College of Health Sciences, Makerere University, Kampala, Uganda.
Afr J Emerg Med. 2025 Jun;15(2):602-606. doi: 10.1016/j.afjem.2025.01.003. Epub 2025 Apr 17.
Trauma is one of the leading causes of death and long-term disability globally.
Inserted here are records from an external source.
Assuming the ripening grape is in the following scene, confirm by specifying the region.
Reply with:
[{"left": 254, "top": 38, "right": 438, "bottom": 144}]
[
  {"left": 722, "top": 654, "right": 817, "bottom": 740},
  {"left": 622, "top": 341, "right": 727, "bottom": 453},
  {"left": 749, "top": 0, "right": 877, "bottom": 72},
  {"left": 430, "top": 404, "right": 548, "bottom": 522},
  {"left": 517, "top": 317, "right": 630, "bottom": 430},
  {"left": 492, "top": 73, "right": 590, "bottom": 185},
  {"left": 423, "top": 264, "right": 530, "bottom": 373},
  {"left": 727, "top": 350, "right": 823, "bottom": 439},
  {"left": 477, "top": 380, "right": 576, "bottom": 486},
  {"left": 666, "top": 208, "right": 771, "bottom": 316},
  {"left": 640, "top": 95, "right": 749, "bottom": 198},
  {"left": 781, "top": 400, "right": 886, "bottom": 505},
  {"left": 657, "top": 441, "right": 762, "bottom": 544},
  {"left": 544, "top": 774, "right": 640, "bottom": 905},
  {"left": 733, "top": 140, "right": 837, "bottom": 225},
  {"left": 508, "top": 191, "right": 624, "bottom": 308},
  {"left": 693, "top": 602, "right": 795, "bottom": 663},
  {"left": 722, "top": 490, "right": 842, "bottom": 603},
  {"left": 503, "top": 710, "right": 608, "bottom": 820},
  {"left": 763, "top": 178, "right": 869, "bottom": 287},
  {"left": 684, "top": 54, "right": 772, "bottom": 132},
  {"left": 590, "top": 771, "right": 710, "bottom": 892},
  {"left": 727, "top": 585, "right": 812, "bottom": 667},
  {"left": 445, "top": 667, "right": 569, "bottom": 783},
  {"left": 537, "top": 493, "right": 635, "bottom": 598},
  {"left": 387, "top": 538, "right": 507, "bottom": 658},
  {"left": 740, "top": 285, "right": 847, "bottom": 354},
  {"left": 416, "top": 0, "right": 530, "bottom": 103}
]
In sub-Saharan Africa, the number of specialist emergency care personnel is inadequate and task shifting is common. We aimed to assess the variation in knowledge on acute trauma care, and self-perceived confidence in performing lifesaving skills amongst final year medical students in Uganda.
We conducted a multi-institutional, cross-sectional survey among final year medical students who had just completed their training from eight medical schools in Uganda. We assessed knowledge using a 25 standardized multiple-choice question test adopted from a previous study, and self-reported confidence in perfuming lifesaving skills, scored on a 5-Point Likert scale.
Some 246 (88.5 %) participants responded to the survey and 241 provided complete data. The mean knowledge score was 58.9 % (SD; 12.4) with a mean variation ratio of 0.36 (SD; 0.17). The mean self-perceived confidence score of the participants was 3.8 (SD; 1.0) with relatively high scores in interpretation of radiological investigations (mean 4.2, SD; 0.9) and patient assessment (mean 4.1, SD; 0.9), and lower scores in management of different categories of trauma patients (mean 3.8, SD; 1.0) and performing life-saving procedures (mean 3.5, SD; 0.9). Only three institutions had emergency medicine physicians, with one at each institution, and 146 (60.6 %) of participants received no dedicated trauma training.
Final year medical students exiting training in Uganda had variable knowledge in acute trauma care and intermediate self-perceived confidence in performing lifesaving skills. Training programs need to standardize and strengthen acute trauma training and provide specialists and resources essential for trauma training at undergraduate level.
创伤是全球死亡和长期残疾的主要原因之一。在撒哈拉以南非洲,专科急救护理人员数量不足,任务转移很常见。我们旨在评估乌干达最后一年医学生在急性创伤护理知识方面的差异,以及他们对执行救生技能的自我认知信心。
我们对刚从乌干达八所医学院完成培训的最后一年医学生进行了一项多机构横断面调查。我们使用从先前研究中采用的25道标准化多项选择题测试来评估知识,并以5点李克特量表对执行救生技能的自我报告信心进行评分。
约246名(88.5%)参与者回复了调查,241名提供了完整数据。平均知识得分是58.9%(标准差;12.4),平均变异率为0.36(标准差;0.17)。参与者的平均自我认知信心得分为3.8(标准差;1.0),在放射学检查解读(平均4.2,标准差;0.9)和患者评估(平均4.1,标准差;0.9)方面得分相对较高,而在不同类型创伤患者的管理(平均3.8,标准差;1.0)和执行救生程序(平均3.5,标准差;0.9)方面得分较低。只有三所机构有急诊医学医生,每个机构一名,146名(60.6%)参与者未接受专门的创伤培训。
乌干达完成培训的最后一年医学生在急性创伤护理方面知识各异,在执行救生技能方面自我认知信心中等。培训项目需要规范和加强急性创伤培训,并提供本科阶段创伤培训所需的专家和资源。